Men’s hoops drops to 0-7 in Big Ten play

Adam Fink

In its last three games, Minnesota’s men’s basketball team found a variety of ways to lose.

There were comebacks that fell just short (Purdue), double-digit leads that turned into losses (Michigan State) and heartbreaking finishes (Indiana).

There was none of that in the Gophers’ 61-47 loss at Northwestern on Saturday.

Minnesota played careless with the basketball – committing 17 turnovers including 11 Northwestern steals – struggled on offense and gave away a four-point halftime lead.

In a game that appeared as though neither team wanted to grab control, Northwestern took the reins by outscoring Minnesota 39-21 in the second half.

With the loss, the Gophers (8-11, 0-7 Big Ten) are off to their worst start in the conference since the 1933 team started winless in their first nine Big Ten games.

The team has not won a conference game since defeating Penn State 77-62 last Feb. 22.

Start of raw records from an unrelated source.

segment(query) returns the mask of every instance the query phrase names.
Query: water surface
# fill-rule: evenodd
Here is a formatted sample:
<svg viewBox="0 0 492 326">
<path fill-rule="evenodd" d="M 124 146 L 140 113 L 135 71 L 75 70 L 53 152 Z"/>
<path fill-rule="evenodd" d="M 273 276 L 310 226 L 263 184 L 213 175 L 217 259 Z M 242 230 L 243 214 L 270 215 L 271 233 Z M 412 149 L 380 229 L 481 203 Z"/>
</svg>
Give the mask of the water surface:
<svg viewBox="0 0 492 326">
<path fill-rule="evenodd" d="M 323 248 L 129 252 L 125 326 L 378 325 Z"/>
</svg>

His team ahead 51-42 with 3:47 remaining, Northwestern’s Jitim Young drained a three-point shot in front of the Wildcats bench with the shot clock light reading zero.

Not only did it push the deficit into double digits, but it seemed to be the breaker in any Gophers comeback.

“We let them get to us,” senior Michael Bauer said. “That was us not playing our best.”

Young’s basket highlighted a solid second half and a career day for the Wildcats senior.

He scored 26 of his career-high 31 points in the second stanza, while Minnesota’s Kris Humphries and the rest of the Gophers offense fizzled.

Humphries, who led the Gophers with 12 points, scored only one point after halftime. Minnesota only shot 29 percent after the break.

In addition, the Wildcats scored 19 points off Minnesota turnovers.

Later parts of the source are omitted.